BT blamed what it called a “competitive” broadband market for the exodus, though many customers might simply describe it as “better deals elsewhere.” The loss coincided with a six per cent cut to its total workforce, leaving about 111,000 staff after roughly 5,000 people were shown the door in the first half of 2025.
These cuts, part of a long-running overhaul, helped the company scrape together nearly £250 million in savings during the period. That brings BT’s total savings to £1.2 billion since starting its cost-cutting spree 18 months ago. The telco hopes to carve out £3 billion in annual savings once the bloodletting is complete.
Despite all the trimming, the financial picture still looks grim. Group revenue for the six months to 30 September dropped three per cent to £9.8 billion compared with the previous year.

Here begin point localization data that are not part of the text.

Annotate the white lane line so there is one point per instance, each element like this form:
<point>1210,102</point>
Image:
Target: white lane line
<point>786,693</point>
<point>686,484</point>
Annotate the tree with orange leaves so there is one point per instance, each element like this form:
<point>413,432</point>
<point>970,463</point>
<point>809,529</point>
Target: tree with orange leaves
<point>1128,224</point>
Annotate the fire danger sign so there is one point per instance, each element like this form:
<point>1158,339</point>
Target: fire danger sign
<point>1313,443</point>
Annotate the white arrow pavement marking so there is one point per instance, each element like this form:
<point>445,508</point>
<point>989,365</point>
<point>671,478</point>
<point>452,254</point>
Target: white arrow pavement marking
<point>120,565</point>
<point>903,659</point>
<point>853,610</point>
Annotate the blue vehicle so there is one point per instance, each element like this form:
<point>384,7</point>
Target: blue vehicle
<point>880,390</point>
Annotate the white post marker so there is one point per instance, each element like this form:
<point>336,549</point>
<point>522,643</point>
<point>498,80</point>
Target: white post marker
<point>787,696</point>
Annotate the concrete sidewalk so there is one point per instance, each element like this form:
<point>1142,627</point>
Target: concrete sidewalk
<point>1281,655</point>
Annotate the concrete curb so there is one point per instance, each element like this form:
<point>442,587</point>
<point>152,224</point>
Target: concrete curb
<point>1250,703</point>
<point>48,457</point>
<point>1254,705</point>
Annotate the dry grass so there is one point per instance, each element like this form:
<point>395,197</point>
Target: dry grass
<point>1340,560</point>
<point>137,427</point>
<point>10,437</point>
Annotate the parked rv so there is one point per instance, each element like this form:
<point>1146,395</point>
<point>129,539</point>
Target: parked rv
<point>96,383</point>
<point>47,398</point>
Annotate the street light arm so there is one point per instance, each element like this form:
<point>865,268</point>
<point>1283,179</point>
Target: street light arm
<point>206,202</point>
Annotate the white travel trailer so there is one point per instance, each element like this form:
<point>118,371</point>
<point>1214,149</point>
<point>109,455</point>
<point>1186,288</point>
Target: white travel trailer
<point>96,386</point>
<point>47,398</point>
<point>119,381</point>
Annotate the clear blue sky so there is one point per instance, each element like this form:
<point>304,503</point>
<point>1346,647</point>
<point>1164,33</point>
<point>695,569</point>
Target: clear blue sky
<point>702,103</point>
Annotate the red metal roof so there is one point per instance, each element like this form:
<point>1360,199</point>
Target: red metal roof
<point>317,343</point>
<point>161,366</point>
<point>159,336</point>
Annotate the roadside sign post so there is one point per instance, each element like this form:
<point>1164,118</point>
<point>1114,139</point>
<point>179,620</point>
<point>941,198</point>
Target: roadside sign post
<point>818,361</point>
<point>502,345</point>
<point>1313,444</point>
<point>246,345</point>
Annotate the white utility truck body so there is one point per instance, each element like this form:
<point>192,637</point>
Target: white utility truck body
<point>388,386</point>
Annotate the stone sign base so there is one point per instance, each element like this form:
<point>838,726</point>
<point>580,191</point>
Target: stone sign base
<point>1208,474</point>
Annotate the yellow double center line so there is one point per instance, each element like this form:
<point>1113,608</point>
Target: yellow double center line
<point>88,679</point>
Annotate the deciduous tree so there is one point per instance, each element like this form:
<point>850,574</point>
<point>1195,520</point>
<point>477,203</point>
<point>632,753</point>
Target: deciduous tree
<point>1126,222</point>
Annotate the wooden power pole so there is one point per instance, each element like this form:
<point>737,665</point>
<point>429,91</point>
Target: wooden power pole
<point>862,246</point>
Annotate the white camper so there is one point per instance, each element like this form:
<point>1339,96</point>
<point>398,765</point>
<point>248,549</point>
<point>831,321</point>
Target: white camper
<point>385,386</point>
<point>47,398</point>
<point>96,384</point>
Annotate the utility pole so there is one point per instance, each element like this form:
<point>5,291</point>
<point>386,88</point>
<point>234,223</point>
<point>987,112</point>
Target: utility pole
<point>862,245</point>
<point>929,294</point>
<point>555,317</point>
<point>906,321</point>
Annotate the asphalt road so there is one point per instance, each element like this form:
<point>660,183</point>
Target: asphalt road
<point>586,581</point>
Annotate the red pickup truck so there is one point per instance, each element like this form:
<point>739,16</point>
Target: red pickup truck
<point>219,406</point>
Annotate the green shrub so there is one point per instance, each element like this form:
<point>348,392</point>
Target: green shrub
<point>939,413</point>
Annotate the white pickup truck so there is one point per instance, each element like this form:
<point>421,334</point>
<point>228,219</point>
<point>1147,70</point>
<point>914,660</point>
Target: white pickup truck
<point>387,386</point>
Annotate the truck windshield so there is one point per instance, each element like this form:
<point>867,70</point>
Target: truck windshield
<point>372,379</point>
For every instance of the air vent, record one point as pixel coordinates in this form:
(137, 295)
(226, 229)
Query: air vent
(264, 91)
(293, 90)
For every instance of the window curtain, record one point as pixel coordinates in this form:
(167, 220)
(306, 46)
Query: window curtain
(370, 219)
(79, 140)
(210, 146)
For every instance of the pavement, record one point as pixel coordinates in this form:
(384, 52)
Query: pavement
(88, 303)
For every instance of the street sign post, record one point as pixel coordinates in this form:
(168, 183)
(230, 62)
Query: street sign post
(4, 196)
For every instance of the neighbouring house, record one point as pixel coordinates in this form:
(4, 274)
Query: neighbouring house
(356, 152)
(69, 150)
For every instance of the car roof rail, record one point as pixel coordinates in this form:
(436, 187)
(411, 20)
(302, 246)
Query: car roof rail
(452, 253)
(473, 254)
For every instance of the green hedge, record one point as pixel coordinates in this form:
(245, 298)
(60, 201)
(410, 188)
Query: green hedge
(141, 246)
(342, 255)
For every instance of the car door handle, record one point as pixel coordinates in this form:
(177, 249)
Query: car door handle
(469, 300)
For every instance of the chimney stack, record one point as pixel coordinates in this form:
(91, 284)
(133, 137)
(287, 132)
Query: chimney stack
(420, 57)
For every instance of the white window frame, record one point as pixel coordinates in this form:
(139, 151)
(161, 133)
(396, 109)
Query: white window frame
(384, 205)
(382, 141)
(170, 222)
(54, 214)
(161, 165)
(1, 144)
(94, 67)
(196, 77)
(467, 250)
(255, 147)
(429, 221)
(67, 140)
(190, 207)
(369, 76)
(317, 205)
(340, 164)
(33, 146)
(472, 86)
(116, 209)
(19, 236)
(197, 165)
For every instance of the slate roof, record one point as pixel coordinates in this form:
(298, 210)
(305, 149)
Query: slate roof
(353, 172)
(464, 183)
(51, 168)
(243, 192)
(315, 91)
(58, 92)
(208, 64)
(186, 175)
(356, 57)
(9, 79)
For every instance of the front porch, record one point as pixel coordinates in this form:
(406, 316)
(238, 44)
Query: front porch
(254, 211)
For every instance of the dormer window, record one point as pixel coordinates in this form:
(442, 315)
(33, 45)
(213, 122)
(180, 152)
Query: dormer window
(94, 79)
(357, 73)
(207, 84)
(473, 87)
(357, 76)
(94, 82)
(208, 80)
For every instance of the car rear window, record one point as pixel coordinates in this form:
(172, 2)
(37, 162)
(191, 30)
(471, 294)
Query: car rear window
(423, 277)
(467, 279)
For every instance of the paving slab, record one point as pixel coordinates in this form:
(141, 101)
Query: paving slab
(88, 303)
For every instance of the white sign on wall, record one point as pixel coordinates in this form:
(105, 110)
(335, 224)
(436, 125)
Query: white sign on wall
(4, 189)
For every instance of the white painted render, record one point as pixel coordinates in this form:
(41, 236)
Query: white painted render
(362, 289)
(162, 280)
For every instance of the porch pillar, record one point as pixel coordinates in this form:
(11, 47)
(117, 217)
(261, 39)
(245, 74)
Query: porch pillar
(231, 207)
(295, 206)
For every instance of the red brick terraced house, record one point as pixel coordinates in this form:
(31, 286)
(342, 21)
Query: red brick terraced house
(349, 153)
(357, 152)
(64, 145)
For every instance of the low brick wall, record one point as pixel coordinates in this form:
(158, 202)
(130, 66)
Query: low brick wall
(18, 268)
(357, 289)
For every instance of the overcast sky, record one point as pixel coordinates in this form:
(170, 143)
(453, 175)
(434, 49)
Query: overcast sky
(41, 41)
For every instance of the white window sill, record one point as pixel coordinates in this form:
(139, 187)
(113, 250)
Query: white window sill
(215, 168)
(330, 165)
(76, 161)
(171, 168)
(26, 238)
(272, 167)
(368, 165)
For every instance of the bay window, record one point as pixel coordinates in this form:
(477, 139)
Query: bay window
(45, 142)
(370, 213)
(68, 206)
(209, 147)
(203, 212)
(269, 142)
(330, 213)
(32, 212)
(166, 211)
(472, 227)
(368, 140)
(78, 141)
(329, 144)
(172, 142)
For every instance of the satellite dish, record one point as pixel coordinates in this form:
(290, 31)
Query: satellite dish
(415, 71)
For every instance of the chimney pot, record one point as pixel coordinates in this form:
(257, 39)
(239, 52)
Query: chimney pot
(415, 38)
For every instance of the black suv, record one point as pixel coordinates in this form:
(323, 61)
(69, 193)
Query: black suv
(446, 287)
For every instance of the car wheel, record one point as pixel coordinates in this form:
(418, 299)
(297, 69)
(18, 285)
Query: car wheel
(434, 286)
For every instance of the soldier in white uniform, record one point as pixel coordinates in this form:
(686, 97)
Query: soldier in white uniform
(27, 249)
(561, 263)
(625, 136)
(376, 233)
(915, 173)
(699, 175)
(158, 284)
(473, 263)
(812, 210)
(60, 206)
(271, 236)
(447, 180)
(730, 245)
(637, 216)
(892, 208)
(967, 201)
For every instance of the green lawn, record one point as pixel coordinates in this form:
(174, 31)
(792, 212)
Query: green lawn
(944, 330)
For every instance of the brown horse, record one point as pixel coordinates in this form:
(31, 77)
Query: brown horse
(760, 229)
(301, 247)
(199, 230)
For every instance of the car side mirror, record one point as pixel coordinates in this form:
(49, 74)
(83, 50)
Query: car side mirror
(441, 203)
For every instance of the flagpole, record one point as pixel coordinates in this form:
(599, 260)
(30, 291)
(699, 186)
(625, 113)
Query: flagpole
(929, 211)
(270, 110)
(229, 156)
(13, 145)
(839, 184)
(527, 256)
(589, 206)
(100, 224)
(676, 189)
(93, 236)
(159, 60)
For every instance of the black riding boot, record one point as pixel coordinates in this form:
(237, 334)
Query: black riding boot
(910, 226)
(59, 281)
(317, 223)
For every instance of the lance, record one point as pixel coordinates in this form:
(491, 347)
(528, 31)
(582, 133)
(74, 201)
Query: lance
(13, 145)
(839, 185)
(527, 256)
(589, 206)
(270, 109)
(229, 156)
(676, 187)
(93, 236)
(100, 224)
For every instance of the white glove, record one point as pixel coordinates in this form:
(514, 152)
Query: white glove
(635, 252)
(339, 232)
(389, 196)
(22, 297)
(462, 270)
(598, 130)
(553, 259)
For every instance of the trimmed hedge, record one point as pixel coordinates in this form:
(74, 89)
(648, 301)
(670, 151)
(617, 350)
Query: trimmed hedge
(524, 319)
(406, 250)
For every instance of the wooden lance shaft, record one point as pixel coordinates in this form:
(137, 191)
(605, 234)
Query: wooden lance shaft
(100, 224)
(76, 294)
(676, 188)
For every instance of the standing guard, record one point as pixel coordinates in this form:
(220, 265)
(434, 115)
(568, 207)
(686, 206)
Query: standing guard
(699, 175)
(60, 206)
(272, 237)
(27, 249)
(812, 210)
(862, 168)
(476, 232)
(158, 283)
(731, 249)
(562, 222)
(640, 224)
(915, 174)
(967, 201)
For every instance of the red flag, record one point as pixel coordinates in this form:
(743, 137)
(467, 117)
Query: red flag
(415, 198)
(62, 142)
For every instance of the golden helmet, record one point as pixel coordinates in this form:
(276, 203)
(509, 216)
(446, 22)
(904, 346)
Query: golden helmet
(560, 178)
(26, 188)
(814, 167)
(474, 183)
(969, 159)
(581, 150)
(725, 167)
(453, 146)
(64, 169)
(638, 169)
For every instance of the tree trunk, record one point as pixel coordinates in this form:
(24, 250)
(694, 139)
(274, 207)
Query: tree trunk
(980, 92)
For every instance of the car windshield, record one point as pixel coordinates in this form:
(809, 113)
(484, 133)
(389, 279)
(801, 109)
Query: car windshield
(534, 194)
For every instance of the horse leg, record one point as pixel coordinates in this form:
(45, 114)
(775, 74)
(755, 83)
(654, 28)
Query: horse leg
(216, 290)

Legacy landline services continue to dwindle, while the mobile market has cooled as users hang on to ageing handsets rather than upgrading.
Pre-tax profits fell 11 per cent year on year to £862 million, another painful reminder that simply firing people does not magically boost sales.
BT chief executive Allison Kirkby said:“BT is delivering on its strategy in competitive markets,” she insisted, claiming the company was seeing “customer growth across consumer broadband, mobile and TV.”
Kirkby also said BT’s focus on the UK and “radical simplification and modernisation” were offsetting weakness in international and legacy operations, as well as higher labour costs brought on by the government’s tax changes.